Dua profesor pskiatri dari University of Virginia, Jim Tucker dan Jennifer Kim Penberthy meyakini ada kehidupan setelah mati.

Keduanya meyakini hal itu setelah melakukan riset terhadap orang-orang yang pernah hampir mati alias sekarat. "Ada lebih banyak hal daripada sekadar ide bahwa kita hidup di tubuh ini untuk kemudian mati. Itu saja," kata Penberthy seperti dikutip Insider.

Tucker dan Penberthy punya obyek penelitian berbeda. Tucker mempelajari pengalaman hampir mati (near-death experiences, NDE) dan anak-anak yang melaporkan memori dari kehidupan sebelumnya.

Sementara itu, Penberthy mempelajari pengalaman hampir mati dan komunikasi setelahnya (after-death experiences). Penberthy juga memasukkan orang-orang yang mengaku dikunjungi roh orang tercinta mereka.

Mengutip situs resmi University of Virginia, NDE merupakan "pola umum yang mungkin dialami kebanyakan orang ketika mereka mengalami ancaman intens, penyakit serius atau hampir meninggal.

Biasanya, ciri-ciri NDE berbeda pada masing-masing orang. Namun beberapa ciri yang bisa dikenali antara lain merasa nyaman dan bebas dari sakit, pikiran berfungsi lebih jelas dan bahkan bisa melihat roh terbang di atasnya, kemudian dapat melihat cuplikan masa depan yang belum terjadi.

Penberthy dan Tucker bekerja dengan cara mendengarkan cerita orang-orang tersebut. Mereka lalu menentukan mana pengalaman yang kredibel lalu mencari pola ilmiahnya.

Pada 2013 misalnya, Tucker dalam bukunya 'Return to Life' menggambarkan seorang pemuda, Ryan Hammons yang mengaku merupakan agen Hollywood di kehidupan sebelumnya.

Tucker menentukan, sebanyak 55 klaim dari Hammons cocok dengan pengalaman nyata dari Marty Martyn Ia merupakan seorang agen Hollywood yang meninggal pada 1964.

Lihat Juga :

Tucker juga menilai, 70 persen anak-anak yang menjadi obyek penelitiannya dapat menggambarkan cara mereka meninggal. Anak-anak itu sebelumnya mengaku punya memori dari kehidupan sebelumnya.

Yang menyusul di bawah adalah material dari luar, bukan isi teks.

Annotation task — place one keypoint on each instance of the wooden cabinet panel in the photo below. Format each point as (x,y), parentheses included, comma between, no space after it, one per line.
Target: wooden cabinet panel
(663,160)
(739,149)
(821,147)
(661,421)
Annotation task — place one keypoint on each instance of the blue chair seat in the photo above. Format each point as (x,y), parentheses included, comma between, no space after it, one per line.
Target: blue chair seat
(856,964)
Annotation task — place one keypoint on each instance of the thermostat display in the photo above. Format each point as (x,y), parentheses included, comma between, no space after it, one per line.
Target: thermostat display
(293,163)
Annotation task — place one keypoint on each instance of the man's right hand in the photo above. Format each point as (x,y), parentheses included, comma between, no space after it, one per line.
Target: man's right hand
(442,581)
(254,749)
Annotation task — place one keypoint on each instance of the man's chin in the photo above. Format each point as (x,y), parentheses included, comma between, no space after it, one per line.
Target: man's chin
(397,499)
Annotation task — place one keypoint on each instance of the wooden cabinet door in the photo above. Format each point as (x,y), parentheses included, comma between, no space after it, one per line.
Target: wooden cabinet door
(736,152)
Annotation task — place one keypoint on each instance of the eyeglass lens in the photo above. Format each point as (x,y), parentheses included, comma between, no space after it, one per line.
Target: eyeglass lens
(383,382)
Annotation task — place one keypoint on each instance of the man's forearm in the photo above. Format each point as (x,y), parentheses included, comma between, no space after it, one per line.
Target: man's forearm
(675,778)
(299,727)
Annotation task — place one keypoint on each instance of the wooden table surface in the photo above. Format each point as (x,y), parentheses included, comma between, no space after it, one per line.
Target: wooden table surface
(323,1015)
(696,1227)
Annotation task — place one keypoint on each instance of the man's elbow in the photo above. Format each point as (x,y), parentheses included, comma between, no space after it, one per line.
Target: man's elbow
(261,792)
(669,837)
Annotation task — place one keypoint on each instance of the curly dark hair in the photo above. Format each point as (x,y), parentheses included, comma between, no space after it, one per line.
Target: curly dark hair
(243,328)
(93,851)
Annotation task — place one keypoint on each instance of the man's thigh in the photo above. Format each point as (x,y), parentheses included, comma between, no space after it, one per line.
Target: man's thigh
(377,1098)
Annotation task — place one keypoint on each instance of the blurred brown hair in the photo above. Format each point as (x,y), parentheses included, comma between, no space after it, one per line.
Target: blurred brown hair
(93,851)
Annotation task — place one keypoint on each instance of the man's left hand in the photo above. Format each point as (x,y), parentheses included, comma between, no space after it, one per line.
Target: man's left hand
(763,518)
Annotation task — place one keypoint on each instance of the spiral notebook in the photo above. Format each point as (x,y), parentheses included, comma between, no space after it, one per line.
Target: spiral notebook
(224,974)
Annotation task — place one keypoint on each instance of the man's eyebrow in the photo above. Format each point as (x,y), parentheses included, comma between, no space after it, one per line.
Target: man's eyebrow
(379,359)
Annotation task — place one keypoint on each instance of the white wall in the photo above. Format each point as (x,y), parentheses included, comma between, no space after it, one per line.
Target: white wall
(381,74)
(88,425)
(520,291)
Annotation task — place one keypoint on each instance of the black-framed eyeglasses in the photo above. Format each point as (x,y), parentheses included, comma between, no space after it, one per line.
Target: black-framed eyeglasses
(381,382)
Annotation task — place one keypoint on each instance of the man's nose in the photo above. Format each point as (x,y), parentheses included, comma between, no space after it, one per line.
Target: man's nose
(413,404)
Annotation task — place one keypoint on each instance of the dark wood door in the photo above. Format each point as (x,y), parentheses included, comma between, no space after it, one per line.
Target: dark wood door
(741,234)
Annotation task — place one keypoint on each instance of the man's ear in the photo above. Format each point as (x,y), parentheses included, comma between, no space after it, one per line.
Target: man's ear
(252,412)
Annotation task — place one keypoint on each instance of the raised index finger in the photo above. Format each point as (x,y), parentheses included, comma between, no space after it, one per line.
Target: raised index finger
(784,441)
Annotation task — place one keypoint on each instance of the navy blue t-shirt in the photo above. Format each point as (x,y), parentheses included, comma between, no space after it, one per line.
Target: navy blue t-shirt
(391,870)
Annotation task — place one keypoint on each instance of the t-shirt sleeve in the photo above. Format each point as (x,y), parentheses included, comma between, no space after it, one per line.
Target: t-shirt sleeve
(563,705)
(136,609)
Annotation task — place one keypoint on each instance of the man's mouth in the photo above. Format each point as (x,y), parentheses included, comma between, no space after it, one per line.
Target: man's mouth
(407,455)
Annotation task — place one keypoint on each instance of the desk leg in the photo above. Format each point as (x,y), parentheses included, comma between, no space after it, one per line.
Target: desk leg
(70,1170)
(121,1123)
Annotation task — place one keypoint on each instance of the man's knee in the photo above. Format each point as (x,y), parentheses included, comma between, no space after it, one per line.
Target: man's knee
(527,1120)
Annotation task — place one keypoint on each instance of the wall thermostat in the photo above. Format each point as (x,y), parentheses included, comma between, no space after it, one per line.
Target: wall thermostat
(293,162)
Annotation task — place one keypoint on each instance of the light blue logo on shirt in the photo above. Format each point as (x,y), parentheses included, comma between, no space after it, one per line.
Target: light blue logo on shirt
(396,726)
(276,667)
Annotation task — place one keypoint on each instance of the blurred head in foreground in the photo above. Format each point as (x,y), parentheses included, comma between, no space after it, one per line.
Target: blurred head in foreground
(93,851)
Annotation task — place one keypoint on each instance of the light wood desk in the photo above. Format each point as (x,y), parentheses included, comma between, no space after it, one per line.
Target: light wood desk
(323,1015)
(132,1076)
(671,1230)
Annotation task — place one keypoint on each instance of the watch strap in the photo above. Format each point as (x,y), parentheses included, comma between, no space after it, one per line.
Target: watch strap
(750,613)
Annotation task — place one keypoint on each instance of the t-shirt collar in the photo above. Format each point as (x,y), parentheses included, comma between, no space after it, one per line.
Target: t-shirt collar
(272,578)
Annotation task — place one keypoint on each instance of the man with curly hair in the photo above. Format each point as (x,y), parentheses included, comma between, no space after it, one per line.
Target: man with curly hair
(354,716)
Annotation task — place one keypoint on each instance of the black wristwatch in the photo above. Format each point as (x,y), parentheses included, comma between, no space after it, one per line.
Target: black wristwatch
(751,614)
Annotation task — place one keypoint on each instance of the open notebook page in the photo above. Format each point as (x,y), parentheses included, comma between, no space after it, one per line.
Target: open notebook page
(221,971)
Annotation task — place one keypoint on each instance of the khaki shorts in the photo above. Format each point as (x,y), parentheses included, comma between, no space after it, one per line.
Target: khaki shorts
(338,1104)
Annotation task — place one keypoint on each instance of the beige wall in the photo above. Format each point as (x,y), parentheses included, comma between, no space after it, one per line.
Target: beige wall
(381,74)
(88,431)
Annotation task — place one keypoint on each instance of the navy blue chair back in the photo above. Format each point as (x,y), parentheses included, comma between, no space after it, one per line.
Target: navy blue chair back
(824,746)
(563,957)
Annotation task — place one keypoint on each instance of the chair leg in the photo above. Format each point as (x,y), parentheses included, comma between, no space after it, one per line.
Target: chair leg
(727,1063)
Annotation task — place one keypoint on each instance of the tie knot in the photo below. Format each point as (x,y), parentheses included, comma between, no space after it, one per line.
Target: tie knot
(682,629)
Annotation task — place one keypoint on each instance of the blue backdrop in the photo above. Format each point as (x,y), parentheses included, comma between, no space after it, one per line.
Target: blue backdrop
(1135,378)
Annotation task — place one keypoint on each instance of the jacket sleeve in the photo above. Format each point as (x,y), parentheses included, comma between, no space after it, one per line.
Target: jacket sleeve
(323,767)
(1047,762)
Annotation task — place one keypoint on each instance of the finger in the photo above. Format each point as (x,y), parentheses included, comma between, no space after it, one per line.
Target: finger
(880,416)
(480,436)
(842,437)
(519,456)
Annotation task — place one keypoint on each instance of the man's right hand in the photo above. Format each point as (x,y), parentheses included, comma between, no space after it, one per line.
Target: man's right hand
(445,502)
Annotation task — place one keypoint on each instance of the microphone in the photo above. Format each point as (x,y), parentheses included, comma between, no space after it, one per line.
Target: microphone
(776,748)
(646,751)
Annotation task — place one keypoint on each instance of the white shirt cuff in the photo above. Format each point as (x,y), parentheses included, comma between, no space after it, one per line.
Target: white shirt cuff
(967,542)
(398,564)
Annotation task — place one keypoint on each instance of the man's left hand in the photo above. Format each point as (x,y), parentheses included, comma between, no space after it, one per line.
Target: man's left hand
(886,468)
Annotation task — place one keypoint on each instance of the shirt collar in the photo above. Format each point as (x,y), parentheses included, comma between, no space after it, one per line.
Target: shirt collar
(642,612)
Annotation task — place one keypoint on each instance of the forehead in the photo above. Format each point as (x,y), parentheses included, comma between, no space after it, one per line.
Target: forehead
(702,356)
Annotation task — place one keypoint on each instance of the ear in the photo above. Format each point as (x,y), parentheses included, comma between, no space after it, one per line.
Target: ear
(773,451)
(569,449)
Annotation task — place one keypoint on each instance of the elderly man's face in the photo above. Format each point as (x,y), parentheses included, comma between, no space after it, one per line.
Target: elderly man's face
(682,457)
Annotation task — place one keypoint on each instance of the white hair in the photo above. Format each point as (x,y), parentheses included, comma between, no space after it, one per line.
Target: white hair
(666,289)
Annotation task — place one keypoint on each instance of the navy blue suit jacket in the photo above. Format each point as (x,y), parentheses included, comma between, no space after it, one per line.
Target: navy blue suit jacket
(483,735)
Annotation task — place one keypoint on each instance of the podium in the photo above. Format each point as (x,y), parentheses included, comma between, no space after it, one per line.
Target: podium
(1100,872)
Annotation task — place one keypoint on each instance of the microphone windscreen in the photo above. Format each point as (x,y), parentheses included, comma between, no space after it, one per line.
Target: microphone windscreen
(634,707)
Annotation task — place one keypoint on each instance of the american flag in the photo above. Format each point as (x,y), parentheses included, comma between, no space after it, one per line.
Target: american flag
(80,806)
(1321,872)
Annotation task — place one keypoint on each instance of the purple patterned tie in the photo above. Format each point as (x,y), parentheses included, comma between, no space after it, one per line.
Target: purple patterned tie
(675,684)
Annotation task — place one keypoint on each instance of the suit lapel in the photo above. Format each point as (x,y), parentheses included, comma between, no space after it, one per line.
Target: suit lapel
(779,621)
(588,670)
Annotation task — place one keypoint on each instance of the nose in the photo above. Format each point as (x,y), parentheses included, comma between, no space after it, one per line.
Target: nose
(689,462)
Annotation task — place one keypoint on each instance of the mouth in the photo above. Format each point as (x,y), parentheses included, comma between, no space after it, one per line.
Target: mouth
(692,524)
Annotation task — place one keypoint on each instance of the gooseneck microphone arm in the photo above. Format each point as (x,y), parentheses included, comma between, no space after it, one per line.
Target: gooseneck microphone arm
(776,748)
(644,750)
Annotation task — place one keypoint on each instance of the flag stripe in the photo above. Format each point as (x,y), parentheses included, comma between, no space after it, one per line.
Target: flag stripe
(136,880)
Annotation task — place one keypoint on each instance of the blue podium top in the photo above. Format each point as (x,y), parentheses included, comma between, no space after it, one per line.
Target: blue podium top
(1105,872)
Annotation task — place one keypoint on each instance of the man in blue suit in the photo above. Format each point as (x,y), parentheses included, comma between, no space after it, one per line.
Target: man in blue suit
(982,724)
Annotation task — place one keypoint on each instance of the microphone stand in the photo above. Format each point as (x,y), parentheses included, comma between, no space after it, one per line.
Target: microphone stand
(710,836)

Kebanyakan, kematian tersebut terjadi secara traumatis. Banyak dari anak yang menjadi obyek penelitian merasa sedih terpisah dari keluarga sebelumnya.

Lebih lanjut, Tucker juga mengungkapkan sekitar 20 persen dari mereka mengaku punya memori saat berada di antara kematian dan kehidupan berikutnya. Selain itu, kebanyakan orang dengan NDE berbagi pengelihatan yang mirip antara satu dan yang lainnya.

"Seringnya, ketika seseorang mengalami serangan jantung atau sesuatu yang secara singkat menyebabkan otak mereka mati, kebanyakan dari mereka melihat rohnya melayang di atas tubuhnya," kata Tucker.

Di sisi lain, para pengkritik hal ini menyebut orang-orang yang sedang sekarat biasanya tertipu oleh otak mereka sendiri. Otak orang-orang itu akan membuat fantasi dan halusinasi.

Namun dalam sebuah artikel di jurnal Elsevier, Lauren Moore dan Bruce Greyson dari University of Virginia menyebut, pengalaman orang-orang dengan NDE cenderung terlihat lebih nyata daripada sekedar yang dibayangkan.

"Malah, hal itu terlihat lebih nyata, jelas dan detail daripada memori tentang peristiwa yang nyata dari periode yang sama," tulis para ahli itu.

"Riset lebih lanjut soal mekanisme memori soal pengalaman traumatik dibutuhkan melihat banyaknya peristiwa dan fenomena yang jelas dari NDE," tulis mereka lagi.

Sementara itu, Penberthy mengatakan, dirinya menunggu bidang risetnya menjadi lebih umum. Hal itu pernah terjadi di bidang riset meditasi yang sebelumnya dianggap sebagai pseudosains, namun kini telah mendapatkan kredibilitas.

"Sains adalah sebuah evolusi dan itu berubah. Di dunia saya, saya melihatnya berubah untuk memasukkan lebih banyak pendekatan ekspansif terhadap sesuatu," katanya.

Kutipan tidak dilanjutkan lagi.